Watch the film on Netflix if you can.

7 Comments

  1. I have been awaiting this film with great anticipation. And I was not disappointed. Amy Ryan and Gabriel are playing fantastic! The film is stirring, disturbing and upsetting. It shows how false morality can lead to a serial killer never being caught until today. How a mother fights for her daughter’s justice and for a Ethik in the society. It’s just great!

    • Glad to hear your positive comments, Rosi! It will be good to see Amy Ryan and Gabriel share the screen again. They are always great together. <3

  2. Amy Ryan is fascinating and nuanced as the mother who fights police and media apathy to find her daughter. She is incredible in this role. Gabriel Byrne brings his world weary but sympathetic take on the policeman. They face off in a remarkable way. Lost Girls is #2 on Netflix Canada today. Watch it now.

    • I can’t watch it now! I’m stocking up my pantry for the End Times!

      Seriously, I’m going to watch it at some point over the next few days. Looks like there will be plenty of time and opportunity to watch it more than once.

      Thanks for your comments.

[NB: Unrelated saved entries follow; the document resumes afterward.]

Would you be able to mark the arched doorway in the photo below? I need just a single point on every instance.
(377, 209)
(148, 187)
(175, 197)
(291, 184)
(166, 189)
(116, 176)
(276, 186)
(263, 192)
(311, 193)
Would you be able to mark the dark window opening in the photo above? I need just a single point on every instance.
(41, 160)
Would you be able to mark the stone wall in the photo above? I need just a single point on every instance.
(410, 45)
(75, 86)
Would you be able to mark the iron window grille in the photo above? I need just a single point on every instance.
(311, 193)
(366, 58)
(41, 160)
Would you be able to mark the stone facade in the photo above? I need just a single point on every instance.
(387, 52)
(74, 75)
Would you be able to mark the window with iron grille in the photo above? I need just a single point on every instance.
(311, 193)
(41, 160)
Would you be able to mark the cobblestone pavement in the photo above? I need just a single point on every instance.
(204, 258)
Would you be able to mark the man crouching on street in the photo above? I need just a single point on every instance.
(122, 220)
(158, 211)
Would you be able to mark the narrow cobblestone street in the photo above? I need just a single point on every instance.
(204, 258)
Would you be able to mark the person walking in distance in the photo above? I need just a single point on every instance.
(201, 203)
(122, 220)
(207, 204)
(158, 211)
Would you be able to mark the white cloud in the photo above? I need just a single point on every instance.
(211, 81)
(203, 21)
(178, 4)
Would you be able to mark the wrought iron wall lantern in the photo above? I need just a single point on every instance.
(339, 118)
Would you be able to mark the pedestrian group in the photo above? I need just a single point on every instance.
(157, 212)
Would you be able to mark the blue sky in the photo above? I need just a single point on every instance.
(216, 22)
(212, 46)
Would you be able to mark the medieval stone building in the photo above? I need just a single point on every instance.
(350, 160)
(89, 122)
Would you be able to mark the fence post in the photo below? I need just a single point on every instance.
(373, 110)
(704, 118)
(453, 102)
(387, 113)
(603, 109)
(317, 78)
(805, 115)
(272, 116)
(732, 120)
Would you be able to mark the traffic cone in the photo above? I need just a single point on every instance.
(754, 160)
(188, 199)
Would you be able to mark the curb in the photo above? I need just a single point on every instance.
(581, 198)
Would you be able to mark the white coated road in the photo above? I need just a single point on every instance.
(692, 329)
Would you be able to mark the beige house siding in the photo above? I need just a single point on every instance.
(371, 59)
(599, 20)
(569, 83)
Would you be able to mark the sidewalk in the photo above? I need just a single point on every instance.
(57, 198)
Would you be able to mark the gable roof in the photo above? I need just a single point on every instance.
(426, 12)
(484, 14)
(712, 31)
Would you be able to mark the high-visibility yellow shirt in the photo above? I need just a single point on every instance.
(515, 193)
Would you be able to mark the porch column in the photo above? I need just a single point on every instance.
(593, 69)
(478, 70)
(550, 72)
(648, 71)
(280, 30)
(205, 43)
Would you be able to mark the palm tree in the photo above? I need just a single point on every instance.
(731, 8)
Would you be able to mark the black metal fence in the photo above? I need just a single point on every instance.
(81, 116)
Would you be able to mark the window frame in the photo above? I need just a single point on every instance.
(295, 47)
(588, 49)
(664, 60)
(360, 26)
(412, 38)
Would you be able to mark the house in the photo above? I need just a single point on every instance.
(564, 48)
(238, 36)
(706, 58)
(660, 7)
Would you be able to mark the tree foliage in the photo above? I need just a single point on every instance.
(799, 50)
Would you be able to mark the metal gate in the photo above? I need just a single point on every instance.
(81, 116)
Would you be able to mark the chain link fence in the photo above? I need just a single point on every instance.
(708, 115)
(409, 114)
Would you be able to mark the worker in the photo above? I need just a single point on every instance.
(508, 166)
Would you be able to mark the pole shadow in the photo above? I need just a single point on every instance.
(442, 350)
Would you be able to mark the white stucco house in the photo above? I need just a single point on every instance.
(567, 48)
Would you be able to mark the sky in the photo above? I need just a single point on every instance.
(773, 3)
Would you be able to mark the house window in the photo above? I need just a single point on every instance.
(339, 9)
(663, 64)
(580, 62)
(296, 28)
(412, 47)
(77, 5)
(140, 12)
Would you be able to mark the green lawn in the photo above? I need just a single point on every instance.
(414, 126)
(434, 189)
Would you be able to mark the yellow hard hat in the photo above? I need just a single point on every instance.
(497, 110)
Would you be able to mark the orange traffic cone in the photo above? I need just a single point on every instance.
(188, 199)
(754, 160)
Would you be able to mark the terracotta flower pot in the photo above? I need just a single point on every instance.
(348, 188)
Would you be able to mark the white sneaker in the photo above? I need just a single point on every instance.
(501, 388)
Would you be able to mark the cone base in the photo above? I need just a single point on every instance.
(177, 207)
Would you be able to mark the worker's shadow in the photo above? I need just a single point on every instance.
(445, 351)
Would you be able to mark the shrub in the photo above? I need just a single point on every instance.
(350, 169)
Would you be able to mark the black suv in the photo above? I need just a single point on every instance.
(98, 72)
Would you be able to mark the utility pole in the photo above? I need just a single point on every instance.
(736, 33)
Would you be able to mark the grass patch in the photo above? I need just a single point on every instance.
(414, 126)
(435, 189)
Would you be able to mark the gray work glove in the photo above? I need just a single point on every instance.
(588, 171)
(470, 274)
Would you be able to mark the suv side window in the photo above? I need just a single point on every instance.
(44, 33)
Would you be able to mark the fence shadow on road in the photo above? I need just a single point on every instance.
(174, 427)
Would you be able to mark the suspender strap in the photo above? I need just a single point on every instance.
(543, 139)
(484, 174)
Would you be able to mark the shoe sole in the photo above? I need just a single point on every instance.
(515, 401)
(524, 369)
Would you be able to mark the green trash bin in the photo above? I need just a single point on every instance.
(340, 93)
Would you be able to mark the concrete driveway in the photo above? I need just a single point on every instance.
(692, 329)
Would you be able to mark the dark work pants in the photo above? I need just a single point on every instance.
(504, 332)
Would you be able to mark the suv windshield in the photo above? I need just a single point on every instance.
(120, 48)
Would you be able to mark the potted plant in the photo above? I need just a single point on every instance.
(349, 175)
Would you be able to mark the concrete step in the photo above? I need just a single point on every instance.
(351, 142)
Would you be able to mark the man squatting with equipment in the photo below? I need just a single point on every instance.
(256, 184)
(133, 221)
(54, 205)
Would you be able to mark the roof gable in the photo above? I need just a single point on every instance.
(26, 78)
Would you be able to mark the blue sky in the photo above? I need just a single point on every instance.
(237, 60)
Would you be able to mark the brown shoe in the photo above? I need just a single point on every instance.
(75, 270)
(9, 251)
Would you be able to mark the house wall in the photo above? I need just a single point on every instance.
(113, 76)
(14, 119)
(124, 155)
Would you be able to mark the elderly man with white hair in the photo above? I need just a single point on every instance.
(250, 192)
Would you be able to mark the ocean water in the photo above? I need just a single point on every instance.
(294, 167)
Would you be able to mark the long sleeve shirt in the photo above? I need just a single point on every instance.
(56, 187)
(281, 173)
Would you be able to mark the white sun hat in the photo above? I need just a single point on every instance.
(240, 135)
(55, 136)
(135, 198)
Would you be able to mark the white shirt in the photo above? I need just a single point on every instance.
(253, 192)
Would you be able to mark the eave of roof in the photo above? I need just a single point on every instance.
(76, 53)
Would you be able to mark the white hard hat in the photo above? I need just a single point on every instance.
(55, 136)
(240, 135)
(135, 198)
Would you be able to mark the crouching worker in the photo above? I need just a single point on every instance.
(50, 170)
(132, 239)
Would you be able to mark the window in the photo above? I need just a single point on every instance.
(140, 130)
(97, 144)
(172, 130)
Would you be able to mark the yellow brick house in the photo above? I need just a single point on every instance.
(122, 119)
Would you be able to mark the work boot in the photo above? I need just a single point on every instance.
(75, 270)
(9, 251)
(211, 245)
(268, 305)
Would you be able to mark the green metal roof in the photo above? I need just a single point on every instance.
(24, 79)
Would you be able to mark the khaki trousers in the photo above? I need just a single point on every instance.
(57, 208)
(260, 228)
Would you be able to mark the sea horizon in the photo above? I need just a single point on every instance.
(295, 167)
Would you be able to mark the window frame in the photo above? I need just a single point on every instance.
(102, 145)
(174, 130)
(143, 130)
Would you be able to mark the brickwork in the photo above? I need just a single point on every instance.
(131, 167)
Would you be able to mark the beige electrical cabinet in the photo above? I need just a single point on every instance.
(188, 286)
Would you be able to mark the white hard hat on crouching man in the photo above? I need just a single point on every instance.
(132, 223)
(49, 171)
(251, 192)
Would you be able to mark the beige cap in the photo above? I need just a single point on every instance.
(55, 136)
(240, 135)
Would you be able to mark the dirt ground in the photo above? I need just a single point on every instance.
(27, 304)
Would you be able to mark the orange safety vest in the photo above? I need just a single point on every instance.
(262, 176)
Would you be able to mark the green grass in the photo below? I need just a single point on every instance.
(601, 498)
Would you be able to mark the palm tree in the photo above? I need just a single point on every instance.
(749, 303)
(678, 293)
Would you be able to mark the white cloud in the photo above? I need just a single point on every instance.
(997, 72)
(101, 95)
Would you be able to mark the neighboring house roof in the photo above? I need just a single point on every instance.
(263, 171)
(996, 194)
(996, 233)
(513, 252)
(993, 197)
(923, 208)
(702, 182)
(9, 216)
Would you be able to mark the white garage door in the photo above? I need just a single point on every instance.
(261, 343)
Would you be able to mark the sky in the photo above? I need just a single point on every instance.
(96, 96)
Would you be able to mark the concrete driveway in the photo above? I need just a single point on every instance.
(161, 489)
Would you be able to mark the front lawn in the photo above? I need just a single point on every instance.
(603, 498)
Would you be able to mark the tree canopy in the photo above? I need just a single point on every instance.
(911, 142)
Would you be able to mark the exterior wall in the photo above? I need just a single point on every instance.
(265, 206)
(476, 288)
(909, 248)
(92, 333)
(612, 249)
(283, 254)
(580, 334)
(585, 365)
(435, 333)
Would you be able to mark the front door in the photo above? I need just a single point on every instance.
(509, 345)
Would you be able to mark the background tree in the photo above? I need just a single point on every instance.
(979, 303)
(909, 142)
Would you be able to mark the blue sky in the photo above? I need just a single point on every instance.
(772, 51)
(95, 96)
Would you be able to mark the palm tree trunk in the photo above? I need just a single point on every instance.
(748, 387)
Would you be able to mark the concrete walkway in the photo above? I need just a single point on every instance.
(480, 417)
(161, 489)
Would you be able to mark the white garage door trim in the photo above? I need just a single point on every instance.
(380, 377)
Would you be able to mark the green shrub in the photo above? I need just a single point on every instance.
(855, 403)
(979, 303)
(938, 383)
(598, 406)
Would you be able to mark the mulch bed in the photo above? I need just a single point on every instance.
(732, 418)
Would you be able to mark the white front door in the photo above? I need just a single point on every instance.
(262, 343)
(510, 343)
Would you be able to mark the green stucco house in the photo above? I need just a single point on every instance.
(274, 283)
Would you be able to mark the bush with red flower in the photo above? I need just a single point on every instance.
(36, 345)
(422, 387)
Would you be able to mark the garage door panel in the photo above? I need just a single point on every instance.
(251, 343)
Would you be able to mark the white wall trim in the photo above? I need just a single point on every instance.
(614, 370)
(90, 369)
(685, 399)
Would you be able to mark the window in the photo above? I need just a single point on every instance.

I know this is going to be a tough story, but I’m ready for it. <3

  3. Verónica

    I watch this film without moving from my chair during the whole time. It is a film that shocks you in many ways. In first place the mother (Amy Ryan) who doesn’t give up looking to find her missing daughter, facing everyone, including the Police Chief, in search of the truth, through thick and thin, keeping her faith until the end. It is interesting the presentation of the true family at the end of the film and shocking the end of that brave woman. Will it ever be known who the serial killer is and if he will receive what he deserves in the hands of Justice?
    As for the performances, Amy Ryan’s work was outstanding, promising Thomasin McKenzie, and Gabriel had a very respectable performance.
    I liked !!!

    • It’s funny, Verónica. I just left a comment over at the Facebook Page about this. Liz Garbus, the director, and Amy Ryan have both said they hope this film helps shine a light on the open case and that it attracts the attention of the authorities again. We shall see what happens. We always hope for justice. And sometimes, we get it. <3

  4. Verónica

    Yes Stella. This movie is a very important message to the Authorities who are involved with these sad events and we hope there will be justice for the poor relatives who were left behind.